From ubud, it's pleasant to drive 35 km into the countryside up to the lip of one of the volcanic calderas, and look down into its lake and the new cone building inside the caldera, and up to the high peak on one side of the rim. It's even more pleasant to rent some mountainbikes, and a guide, and ride the whole way down. We had so much fun. Craig, Ketut, Jerry, Allen and I joined an English couple and a biker from Belgium and our 2 guides (one named Koleh) and 2 sag wagons. They gave us pretty nice bikes and took us on a really nice route. So quiet, so beautiful and so friendly.

I didn't realize that many roads in Bali are as wide as they need to be, which means wide enough for 2 small motorbikes to pass. We occasionally saw bigger traffic, but mostly we were on narrow well-paved roads and a few that went into the countryside and were more potholey so that mountain bikes were a great thing to have.
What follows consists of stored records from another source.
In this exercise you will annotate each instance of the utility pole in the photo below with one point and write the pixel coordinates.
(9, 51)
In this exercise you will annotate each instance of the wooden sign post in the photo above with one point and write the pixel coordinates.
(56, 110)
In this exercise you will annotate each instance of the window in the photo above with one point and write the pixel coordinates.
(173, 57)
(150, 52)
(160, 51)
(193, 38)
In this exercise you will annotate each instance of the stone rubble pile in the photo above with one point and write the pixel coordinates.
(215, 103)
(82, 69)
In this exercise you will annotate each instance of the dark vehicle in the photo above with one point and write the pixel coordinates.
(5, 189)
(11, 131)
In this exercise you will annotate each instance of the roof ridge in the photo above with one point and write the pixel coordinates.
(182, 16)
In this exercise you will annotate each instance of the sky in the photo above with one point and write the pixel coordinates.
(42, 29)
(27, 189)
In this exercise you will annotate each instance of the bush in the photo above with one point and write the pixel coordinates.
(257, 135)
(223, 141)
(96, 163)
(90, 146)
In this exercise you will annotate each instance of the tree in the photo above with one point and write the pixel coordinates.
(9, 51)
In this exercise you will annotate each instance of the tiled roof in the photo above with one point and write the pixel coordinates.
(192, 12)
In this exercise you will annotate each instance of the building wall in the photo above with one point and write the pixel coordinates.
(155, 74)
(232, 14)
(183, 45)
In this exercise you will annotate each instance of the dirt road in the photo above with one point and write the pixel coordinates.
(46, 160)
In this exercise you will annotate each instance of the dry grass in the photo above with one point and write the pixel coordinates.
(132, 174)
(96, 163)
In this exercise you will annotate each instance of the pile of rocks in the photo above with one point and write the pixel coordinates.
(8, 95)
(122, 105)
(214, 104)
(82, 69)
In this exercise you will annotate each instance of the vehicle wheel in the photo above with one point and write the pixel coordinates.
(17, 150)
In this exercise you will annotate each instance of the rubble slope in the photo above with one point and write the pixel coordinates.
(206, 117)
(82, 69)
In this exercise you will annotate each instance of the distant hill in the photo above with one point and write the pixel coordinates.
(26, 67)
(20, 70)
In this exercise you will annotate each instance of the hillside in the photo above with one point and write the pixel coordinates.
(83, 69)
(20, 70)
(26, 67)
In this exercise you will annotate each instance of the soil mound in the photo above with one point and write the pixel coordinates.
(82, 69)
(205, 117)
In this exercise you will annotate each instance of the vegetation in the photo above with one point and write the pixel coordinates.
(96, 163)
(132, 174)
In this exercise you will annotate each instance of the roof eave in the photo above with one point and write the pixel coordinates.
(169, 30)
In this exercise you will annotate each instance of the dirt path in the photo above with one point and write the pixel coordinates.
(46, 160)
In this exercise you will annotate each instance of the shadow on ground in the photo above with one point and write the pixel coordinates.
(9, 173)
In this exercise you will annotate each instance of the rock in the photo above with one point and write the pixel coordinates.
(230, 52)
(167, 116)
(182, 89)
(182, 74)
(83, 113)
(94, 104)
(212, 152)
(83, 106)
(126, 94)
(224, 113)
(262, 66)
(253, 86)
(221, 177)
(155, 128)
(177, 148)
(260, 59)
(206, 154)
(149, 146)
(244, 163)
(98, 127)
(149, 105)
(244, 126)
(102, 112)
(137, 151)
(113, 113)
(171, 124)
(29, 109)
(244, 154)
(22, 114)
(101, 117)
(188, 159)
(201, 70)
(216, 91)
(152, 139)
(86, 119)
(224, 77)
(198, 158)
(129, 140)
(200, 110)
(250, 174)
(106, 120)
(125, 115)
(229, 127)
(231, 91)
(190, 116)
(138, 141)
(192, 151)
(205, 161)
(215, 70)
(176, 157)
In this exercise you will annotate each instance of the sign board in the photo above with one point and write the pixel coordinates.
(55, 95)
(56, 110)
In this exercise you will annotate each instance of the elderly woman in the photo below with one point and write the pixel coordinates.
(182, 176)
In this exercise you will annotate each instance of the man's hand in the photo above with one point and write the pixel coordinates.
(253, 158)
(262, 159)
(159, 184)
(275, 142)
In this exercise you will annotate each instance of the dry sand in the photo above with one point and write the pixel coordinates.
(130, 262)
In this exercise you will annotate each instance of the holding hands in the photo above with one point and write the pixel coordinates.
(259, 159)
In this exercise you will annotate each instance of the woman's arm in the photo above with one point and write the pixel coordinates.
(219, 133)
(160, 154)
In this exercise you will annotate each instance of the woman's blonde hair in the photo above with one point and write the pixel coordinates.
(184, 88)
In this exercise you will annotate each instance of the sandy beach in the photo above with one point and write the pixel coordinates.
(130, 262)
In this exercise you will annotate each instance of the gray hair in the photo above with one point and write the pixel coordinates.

Up at the top of the mountain, we were in communities where people grow forests of a kind of acacia wood, for carving, and some dryland rice, and chillies, and corn fields, and tangerines, and bananas. Our route took us through a number of small villages, and apparently the passing of the bikers is an event many of the locals look forward too. Lots of kids were waiting for us, calling "hallo! hallo!" and we have a cute picture of one group of four young kids all waiting for us with their four adorable black and white puppies. "Hallo! hallo!" The parents don't seem to mind and everyone is quite cheerful as we bike by. We saw folks harvesting rice, drying rice, carving, washing, hanging out. Lower down, we came into rice paddies with bananas and coconuts. Lower down, we started to have a few nice dips into gullies, and out again. Sometimes the road would curve along the edge of a canyon so you could look down into the tops of glistening coconut palms. Sometimes it would be in woodlands, or along rice paddies with ducks. Once or twice we'd pass clusters of villagers threshing and some wore the traditional javanese headcloths that usually you only see in old paintings.

I would do this again in a heartbeat. The breeze is cooling, it's easy to coast downhill and the quiet and peace of the countryside was really nice. Wish all of Bali was so quiet and easy! Lower down the roads get congested. But up high, on a bike, the world sure is peaceful and cool!